Una fuente del sector, quien prefirió mantenerse en anonimato al no estar autorizada para dar la información, explica que lo mínimo que paga uno de los cuatro bancos del Estado es 126.000 bolívares, lo que equivale a tres salarios mínimos. Esto lo perciben mensajeros, asistentes, secretarias, recepcionistas, entre otros. La institución otorga un bono de responsabilidad de unos Bs. 100.000, y en ticket de alimentación Bs. 100.000. Además, asignaba bonos por hijos de Bs. 50.000 y primas por estudio y antigüedad de Bs. 16.000, hasta septiembre de este año.

La entidad bancaria no paga bonos en dólares a los trabajadores, dice la fuente, esta es una modalidad que ha ganado peso en el último año, debido a la devaluación del bolívar y a la dolarización de la economía. No obstante, agrega que solo los empleados del área de tecnología perciben una bonificación en divisas que es pagada en euros al cambio oficial.

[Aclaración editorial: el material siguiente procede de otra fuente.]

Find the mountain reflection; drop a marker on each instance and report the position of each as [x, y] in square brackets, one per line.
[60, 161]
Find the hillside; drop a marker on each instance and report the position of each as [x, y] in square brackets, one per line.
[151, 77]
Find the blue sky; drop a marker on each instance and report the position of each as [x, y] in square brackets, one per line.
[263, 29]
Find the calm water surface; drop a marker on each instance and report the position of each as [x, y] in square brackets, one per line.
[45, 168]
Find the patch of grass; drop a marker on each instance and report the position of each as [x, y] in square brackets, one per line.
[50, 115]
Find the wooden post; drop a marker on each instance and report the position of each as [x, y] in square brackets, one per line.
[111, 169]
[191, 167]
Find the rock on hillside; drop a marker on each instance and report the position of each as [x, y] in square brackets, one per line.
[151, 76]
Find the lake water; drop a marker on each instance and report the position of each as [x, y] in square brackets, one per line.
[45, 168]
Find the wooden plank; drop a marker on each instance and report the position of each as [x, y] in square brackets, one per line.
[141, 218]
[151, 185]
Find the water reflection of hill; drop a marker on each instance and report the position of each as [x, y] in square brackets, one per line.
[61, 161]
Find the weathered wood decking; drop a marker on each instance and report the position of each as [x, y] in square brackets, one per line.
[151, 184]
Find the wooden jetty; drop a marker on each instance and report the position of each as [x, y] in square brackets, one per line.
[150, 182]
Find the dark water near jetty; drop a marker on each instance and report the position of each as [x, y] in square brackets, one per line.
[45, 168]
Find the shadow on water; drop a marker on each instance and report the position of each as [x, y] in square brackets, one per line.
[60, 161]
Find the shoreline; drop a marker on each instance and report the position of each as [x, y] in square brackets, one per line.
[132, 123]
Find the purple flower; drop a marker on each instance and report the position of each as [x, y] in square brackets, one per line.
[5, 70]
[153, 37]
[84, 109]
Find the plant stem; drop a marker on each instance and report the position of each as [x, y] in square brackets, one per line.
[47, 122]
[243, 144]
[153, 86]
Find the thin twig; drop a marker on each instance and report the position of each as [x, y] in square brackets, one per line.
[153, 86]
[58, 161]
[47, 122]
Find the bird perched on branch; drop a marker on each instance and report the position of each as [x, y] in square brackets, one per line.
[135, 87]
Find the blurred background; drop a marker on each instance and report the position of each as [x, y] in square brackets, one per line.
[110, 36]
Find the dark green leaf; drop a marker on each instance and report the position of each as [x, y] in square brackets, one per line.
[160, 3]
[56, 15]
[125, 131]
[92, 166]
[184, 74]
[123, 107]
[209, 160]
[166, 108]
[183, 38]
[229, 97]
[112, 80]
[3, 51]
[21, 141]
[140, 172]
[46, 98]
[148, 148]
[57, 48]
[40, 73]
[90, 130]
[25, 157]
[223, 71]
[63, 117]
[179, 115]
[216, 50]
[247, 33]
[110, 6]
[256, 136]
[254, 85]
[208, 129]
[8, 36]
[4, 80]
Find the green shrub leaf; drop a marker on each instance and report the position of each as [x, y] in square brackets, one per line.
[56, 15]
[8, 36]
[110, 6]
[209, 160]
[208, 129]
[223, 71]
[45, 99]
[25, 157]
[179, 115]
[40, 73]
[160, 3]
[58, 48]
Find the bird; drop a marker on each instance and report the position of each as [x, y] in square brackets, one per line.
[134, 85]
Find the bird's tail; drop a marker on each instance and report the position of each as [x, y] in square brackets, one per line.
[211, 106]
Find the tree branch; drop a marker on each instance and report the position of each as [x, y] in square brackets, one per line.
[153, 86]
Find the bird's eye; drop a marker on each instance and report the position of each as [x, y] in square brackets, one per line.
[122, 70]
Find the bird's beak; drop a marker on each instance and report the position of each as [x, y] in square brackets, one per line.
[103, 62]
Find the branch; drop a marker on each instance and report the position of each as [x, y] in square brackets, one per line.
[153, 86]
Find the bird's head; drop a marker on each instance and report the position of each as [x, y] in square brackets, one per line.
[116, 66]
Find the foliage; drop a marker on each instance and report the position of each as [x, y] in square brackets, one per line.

Anteriormente, los empleados recibían una bolsa de alimentos, pero desde hace casi un mes no llega, al igual que las ventas de embutidos o pollo a la que los empleados no han podido acceder desde agosto.

Empresas en Maracaibo pagan entre uno y ocho sueldos mínimos

Una encuesta cualitativa elaborada por la Cámara de Comercio de Maracaibo revela que 50 % de las empresas paga ocho salarios mínimos a sus trabajadores, 26 % de seis a ocho, 24 % de dos a cuatro, 16 % de cuatro a seis y 8 % expresó que paga un salario mínimo. Asimismo, 95 % de las compañías dijo que paga beneficios adicionales a sus empleados, apenas 5 % respondió que no. Entre esos beneficios adicionales 32 % de las empresas encuestadas expresó que paga las rentas de celulares de sus trabajadores, 59 % otorga una bonificación en divisas, 51 % en transporte, 47 % bolsas de comida, 46 % bonificación en bolívares, 13 % días libres y 7 % otros.

La mayoría de los privados manifestó que la motivación para otorgar bonos adicionales era retener a los empleados. Otros manifestaron que era para recompensarlos, incentivar la productividad y potenciar los objetivos. El ausentismo laboral también marcó el estudio.

La ONG Ciudadanía en Acción asegura que 60 % de la población más pobre, que incluye los quintiles 1, 2 y 3, percibe unos 6,6 salarios mínimos, esta medición incluye aportes directos del Estado. Según la organización, la mayor asignación por parte del Gobierno se hace a través de Hogares de la Patria, bonificaciones que van entre 40.000 y 50.000 bolívares. En los ingresos laterales que incluyen los trabajos a destajos o informales los venezolanos registran 4,7 salarios mínimos de ingresos propios, 1,5 equivalen a las transferencias del Estado. Las actividades por cuenta propia, el sobre tiempo que la población dedica a ellas y la venta de objetos personales, se han convertido en la «política salarial» que los venezolanos han hallado como una salida, frente a un salario formal que se evaporó hace más de un año.